Applied Algebra Seminar
The Applied Algebra Seminar is a fortnightly seminar that welcomes participants with applied algebra interests. A brief 5-10 minute social time precedes each event, and all are welcome to join.
Applied and Computational Mathematics Seminar (ACMS)
The ACMS meets weekly. Talks cover a broad range of applications of mathematics and computation in domains such as fluid dynamics, biology, biochemistry, topology, and data science.
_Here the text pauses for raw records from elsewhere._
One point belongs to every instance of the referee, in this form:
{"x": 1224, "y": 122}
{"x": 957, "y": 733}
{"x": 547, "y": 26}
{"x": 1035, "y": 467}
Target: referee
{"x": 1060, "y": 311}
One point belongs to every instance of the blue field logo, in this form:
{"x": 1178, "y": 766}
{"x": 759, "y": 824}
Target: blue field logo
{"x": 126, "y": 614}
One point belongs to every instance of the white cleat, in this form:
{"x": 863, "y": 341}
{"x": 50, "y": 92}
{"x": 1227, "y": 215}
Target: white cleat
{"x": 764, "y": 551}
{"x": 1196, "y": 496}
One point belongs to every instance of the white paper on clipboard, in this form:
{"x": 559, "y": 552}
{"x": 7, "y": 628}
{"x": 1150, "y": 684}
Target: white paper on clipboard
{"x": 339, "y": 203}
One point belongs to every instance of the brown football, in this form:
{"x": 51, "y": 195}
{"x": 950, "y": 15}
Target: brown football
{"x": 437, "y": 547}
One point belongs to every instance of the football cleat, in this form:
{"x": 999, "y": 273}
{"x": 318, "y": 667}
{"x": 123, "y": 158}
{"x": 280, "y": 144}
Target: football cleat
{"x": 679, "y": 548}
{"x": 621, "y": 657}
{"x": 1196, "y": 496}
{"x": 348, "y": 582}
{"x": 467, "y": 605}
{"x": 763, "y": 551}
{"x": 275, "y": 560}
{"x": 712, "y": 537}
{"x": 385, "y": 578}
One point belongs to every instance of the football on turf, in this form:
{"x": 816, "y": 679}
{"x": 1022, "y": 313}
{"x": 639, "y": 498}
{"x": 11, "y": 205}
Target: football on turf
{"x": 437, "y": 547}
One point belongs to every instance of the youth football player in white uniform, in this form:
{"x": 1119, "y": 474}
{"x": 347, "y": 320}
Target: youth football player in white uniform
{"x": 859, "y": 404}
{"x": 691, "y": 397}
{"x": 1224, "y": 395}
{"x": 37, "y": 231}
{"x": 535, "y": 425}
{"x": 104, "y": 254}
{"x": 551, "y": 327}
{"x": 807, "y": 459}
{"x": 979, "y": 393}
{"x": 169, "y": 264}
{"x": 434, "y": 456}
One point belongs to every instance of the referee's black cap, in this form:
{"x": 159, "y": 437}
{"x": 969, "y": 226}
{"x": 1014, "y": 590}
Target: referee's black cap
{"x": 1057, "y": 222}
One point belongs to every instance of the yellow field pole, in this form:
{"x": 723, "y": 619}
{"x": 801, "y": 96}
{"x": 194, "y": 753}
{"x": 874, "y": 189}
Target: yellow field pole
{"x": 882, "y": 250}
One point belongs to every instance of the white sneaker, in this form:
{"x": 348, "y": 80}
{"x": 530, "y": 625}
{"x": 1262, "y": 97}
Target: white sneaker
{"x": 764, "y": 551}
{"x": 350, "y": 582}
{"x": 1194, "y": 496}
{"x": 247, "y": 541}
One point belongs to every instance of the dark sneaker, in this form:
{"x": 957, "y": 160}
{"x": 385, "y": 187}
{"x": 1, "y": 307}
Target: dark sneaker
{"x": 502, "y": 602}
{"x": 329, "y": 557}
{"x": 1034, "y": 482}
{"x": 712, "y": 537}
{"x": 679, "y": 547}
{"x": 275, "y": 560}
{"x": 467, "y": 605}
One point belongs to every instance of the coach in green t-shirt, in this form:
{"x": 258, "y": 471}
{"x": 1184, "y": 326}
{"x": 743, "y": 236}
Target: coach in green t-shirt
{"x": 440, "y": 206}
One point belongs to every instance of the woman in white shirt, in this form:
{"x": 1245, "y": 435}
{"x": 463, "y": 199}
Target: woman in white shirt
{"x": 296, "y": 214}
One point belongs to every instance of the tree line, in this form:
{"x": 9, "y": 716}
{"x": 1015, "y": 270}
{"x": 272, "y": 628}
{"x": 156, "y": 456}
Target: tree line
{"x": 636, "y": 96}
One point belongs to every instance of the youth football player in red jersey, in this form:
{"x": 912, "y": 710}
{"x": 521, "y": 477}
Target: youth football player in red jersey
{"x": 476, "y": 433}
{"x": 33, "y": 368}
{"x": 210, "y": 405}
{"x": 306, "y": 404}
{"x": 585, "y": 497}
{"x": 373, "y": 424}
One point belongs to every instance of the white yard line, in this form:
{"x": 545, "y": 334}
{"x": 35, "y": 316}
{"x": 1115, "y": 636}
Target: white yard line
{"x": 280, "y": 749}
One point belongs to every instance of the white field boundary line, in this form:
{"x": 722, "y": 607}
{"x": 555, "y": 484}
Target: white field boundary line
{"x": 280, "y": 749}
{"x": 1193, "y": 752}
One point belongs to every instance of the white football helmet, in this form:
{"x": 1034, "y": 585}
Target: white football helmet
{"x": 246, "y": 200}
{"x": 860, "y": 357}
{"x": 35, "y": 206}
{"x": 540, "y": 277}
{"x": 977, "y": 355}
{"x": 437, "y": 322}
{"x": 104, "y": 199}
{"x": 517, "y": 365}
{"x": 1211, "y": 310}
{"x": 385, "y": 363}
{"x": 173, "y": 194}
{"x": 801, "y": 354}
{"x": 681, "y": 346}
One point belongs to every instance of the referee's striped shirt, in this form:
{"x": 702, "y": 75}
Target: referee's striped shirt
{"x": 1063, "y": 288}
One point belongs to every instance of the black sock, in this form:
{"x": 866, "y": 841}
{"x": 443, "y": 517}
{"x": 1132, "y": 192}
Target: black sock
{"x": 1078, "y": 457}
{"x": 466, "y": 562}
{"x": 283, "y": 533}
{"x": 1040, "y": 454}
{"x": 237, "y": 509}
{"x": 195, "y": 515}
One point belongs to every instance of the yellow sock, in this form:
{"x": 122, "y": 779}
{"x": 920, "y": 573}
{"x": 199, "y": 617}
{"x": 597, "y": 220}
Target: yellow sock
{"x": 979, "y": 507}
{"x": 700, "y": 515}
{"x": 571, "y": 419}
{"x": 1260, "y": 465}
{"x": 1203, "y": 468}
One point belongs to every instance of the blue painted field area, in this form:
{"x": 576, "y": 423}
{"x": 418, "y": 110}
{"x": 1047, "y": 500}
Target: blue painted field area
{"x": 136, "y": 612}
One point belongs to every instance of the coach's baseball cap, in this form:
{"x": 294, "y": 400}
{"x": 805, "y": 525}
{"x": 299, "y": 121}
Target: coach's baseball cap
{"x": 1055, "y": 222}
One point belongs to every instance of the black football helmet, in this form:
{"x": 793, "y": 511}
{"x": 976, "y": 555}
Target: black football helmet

Biostatistics and Medical Informatics (BMI) Seminars
The BMI department hosts a weekly seminar that often features data science and machine learning methodologies applied to image analysis, genomics, computational biology, and population studies.
CDIS Red Talks
RED Talks are a CDIS (School of Computer, Data & Information Sciences) event series designed to advance learning at the intersection of technology and humanity. RED Talks feature academic and industry leaders sharing their work and offering insights into topics that are often interdisciplinary and always cutting edge.
Computation and Informatics in Biology and Medicine (CIBM) Seminars
The CIBM seminar brings together CIBM trainees and trainers, as well as other interested faculty and students, for cross-disciplinary exposure to current research in computer science, biostatistics, engineering, biological sciences, and medicine.
HAMLET Seminar Series
HAMLET (Human, Animal, and Machine Learning: Experiment and Theory) is an interdisciplinary proseminar series that started in 2008. The goal is to provide behavioral and computational graduate students with a common grounding in the learning sciences.
ML+X Forum
This monthly forum features lightning talks and group discussions on real-world applications of ML. Each forum highlights two ML applications that share a theme, followed by communal discussion and project feedback.
Machine Learning for Medical Imaging (ML4MI) Seminars
This regular series includes seminars describing technical developments in ML with potential biomedical applications, and seminars led by radiology and other biomedical researchers highlighting ML applications in their fields of study.
Machine Learning and Physics Seminars
The Physics Department hosts two seminars focused on machine learning: the (roughly) monthly Machine Learning and Physics in-person seminar and the Physics meets ML online seminar series.
Statistics Seminars
The Statistics Department hosts regular seminars on a variety of statistics-related topics.
Systems | Information | Learning | Optimization (SILO) Talks
The SILO research group hosts a weekly seminar that covers a variety of topics related to machine learning, optimization, and information theory. SILO breaks down the research “silos” created by academic department boundaries by providing time and space for researchers to present their work, interact, and find common threads.